Cyber Incident Victim: National Baseball Hall of Fame
Date:
Nov 2018
Location:
United States of America
Summary
The National Baseball Hall of Fame experienced a cybersecurity breach where attackers injected malicious MageCart code into its online store, targeting payment information submitted by customers during purchases. The compromised data included names, addresses, and credit or debit card details with CVV codes. The malicious script, designed to mimic legitimate analytics code, monitored and exfiltrated form submissions from the checkout page. While the attack exclusively impacted online transactions over a six-month period, the script was later identified as inactive but linked to a known malicious domain previously associated with similar campaigns. The incident exposed customer payment data to potential fraudulent use, though physical museum transactions remained unaffected.
| CIA Posture | Motives | Tactics, Techniques & Procedures |
|---|---|---|
| Available to members | 2 motives | 2 techniques |
| Threat Actor | Type | Location |
|---|---|---|
| 1 actor | Available to members | Available to members |
Description
The National Baseball Hall of Fame's online store at shop.baseballhall.org was compromised by attackers who injected malicious MageCart script code into the website between November 15, 2018, and May 14, 2019. The breach was discovered by the organization on June 18, 2019, when they determined an unauthorized third party had planted code designed to harvest payment card data from customers completing transactions. According to a notification filed with California's security breach reporting system, the script actively monitored and exfiltrated personal information entered during checkout processes on the affected e-commerce platform. The stolen data included customers' full names, billing addresses, credit or debit card numbers, and CVV security codes.
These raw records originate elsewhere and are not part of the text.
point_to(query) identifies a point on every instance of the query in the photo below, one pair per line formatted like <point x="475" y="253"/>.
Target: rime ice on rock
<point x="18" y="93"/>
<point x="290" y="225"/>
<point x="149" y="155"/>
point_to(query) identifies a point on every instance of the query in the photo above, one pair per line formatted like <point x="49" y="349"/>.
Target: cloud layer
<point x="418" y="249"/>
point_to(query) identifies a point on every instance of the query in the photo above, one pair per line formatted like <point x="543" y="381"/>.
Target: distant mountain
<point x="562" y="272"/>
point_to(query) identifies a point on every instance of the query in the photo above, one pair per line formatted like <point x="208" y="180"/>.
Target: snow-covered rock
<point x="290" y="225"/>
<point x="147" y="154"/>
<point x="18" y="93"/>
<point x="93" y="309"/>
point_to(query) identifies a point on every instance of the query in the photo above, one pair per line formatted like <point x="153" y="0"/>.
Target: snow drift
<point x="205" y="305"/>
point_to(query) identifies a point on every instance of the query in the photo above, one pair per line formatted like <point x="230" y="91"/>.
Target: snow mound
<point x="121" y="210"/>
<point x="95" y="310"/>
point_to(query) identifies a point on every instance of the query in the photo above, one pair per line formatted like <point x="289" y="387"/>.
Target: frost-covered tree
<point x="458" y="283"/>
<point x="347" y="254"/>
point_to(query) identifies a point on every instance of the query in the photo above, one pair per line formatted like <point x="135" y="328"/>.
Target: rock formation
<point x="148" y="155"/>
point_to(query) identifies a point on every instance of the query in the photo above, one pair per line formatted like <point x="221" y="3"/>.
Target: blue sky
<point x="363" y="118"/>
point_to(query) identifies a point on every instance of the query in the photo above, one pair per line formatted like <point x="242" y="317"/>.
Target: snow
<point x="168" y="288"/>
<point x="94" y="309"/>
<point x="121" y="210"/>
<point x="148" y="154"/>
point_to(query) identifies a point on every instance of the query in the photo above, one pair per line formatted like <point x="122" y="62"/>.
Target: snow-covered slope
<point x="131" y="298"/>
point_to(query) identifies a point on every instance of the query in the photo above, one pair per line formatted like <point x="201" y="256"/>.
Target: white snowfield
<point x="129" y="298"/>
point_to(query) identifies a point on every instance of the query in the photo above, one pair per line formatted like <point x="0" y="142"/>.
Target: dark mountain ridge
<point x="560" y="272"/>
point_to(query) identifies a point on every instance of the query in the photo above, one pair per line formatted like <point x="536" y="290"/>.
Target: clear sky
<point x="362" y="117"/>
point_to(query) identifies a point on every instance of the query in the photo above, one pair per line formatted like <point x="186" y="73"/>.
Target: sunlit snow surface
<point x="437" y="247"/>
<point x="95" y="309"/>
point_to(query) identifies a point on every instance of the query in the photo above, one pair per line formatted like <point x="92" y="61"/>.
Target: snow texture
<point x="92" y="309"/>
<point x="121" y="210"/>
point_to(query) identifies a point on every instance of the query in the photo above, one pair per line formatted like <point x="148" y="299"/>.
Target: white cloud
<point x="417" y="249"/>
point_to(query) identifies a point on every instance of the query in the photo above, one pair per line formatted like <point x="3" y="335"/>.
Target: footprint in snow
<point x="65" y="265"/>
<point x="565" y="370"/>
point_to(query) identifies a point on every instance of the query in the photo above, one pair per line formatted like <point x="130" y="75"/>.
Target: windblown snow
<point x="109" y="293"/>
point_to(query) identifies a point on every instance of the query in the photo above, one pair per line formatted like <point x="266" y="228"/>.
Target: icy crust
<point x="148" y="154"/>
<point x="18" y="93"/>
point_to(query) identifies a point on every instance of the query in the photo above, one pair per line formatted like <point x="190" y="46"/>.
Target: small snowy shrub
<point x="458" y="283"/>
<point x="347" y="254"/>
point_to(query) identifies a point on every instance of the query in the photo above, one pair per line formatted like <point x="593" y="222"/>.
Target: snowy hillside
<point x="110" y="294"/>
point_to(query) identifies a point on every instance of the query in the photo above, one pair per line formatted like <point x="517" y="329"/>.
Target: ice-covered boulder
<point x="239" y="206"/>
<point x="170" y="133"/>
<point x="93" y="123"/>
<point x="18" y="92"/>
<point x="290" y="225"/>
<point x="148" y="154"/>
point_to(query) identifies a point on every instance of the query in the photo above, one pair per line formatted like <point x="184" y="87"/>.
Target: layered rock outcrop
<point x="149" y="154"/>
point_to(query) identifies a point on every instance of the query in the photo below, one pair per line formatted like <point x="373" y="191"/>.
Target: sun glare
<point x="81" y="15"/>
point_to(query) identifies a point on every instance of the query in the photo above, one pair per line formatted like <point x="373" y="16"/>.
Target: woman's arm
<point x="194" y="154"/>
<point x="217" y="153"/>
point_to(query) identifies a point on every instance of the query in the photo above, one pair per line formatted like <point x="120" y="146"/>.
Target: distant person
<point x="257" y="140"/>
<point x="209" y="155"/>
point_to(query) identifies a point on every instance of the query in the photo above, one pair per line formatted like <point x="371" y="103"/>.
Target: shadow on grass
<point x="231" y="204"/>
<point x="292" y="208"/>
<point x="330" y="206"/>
The compromise exclusively impacted individuals who made online purchases through the web store during the six-month intrusion period, with no evidence of physical point-of-sale systems at the Cooperstown museum being affected.

Forensic analysis revealed the attackers disguised their card-skimming script as a Google Analytics tracking code, hosting it on the deceptive domain www.googletagstorage.com – a name mimicking legitimate Google infrastructure but actually resolving to a Lithuanian IP address associated with previous cybercriminal operations. The malicious code specifically targeted form submissions from the checkout page's billing section, identified by the "co-billing-form" HTML element. Though the script had been removed by the time of public disclosure, security researchers preserved evidence through Archive.org snapshots showing the operational skimmer. The Hall of Fame notified potentially affected customers directly, advising them to contact financial institutions regarding fraudulent charges and monitor account statements. While the attack methodology bore similarities to techniques attributed to MageCart Group 4 in prior cybersecurity reports, no formal attribution to that specific threat actor was confirmed in this incident.